GETTING THE BAND TOGETHER
Bechill goes way back with Twenty One Pilots. In 2012, working as a studio-focused senior sales engineer at Sweetwater Sound in the artist relations division, he saw the band on television, tracked down their FOH engineer and introduced himself. To cut a long story short, the relationship snowballed, eventually leading Bechill to set up NEAT (Next Era Audio Technologies), which specializes in redundant live playback rigs. “By the time I left Sweetwater in 2018, I had over 300 national tours that I was either selling or building rigs for,” he reports.
Along the way, Bechill, who also works for Fender, has held a variety of touring and technical positions with the band, has equipped and managed two studio build-outs for Joseph, and supplied all the gear for Dun’s L.A. studio. As a result, when Dun got in touch about building a facility at his house in Columbus, Bechill knew just who to call first—Indiana-based acoustical consultant Gavin Haverstick of Haverstick Designs, who designed both of Joseph’s studios, one in a basement, one in a sunroom.

Haverstick recalls walking through the prospective new house with the couple: “I’m in Indianapolis, so I drove over to tour the house with Josh and Debby. They were wondering if the place would work. Luckily, there was a ready-made spot for the studio in the basement.”
You’ve probably seen rooms designed by Haverstick, perhaps without realizing it. He’s built any number of facilities for commercial, educational and HOW clients, as well as musicians such as Tori Kelly, Polyphia’s Tim Henson, Brooklyn Duo, David Crowder and Luca Pretolesi (Studio DMI). However, unlike some acoustic architects, he doesn’t follow a template or impose his aesthetic on his clients. “We love the fact that all of our rooms look different, because every one of our clients is different,” he says. “We create rooms that inspire; that’s our mission statement.”
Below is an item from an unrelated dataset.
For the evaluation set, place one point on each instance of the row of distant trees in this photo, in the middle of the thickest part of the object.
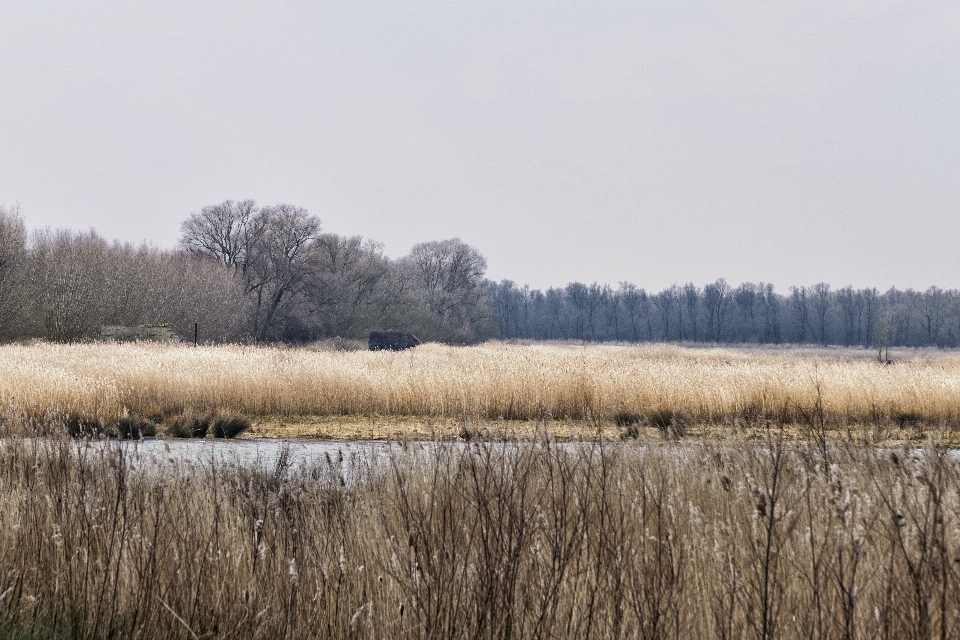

It follows that one of the first things Haverstick does is find out what inspires his client. “Josh would share Instagram posts with me and say, ‘I like this aspect of this studio,’ or, ‘Do you think we could do the lights like this?’” he says. “The cool part about working with Josh and Debby was that their whole house is unique, kind of out there and quirky. It was fun, because any idea that I had, I knew it wasn’t going to be too over-the-top.”
The walk-out basement space was previously a children’s playroom. To create a control room, Haverstick extended the space and canted out the walls for acoustical purposes. “It’s just nice to have a bigger control room, plus it helps with the low-frequency response,” he says.
Live Sound Showcase: Twenty One Pilots
The geometry of the control room’s black and gray wall treatments creates the illusion of a larger space. Lines draw the eye to the studio glass and the live room beyond, where a wall of vibrant flowers, the work of Australian husband-and-wife visual artists DABSMYLA, present a colorful backdrop. Haverstick was inspired by the DABSMYLA mural in the high-ceilinged sunroom directly above the roughly octagonal-shaped tracking space.

“I said, ‘Give me 10 extra feet of that image and we can put that on the walls.’ They loved it, and it became a signature part of the live room,” Haverstick says. Matthew Call of Simplified Acoustics handled all the fabric and interior acoustical treatments.
The Boom Boom Room was general contractor Charlie Griffey of Griffey Remodeling’s first recording studio job. Haverstick says Griffey was a joy to work with during the project, which took about a year from start to finish: “Charlie was awesome. He likes to learn, so he would even show up when he didn’t need to be there because he was genuinely curious about how things were going. He took a lot of pride in what he did, and he just nailed it.”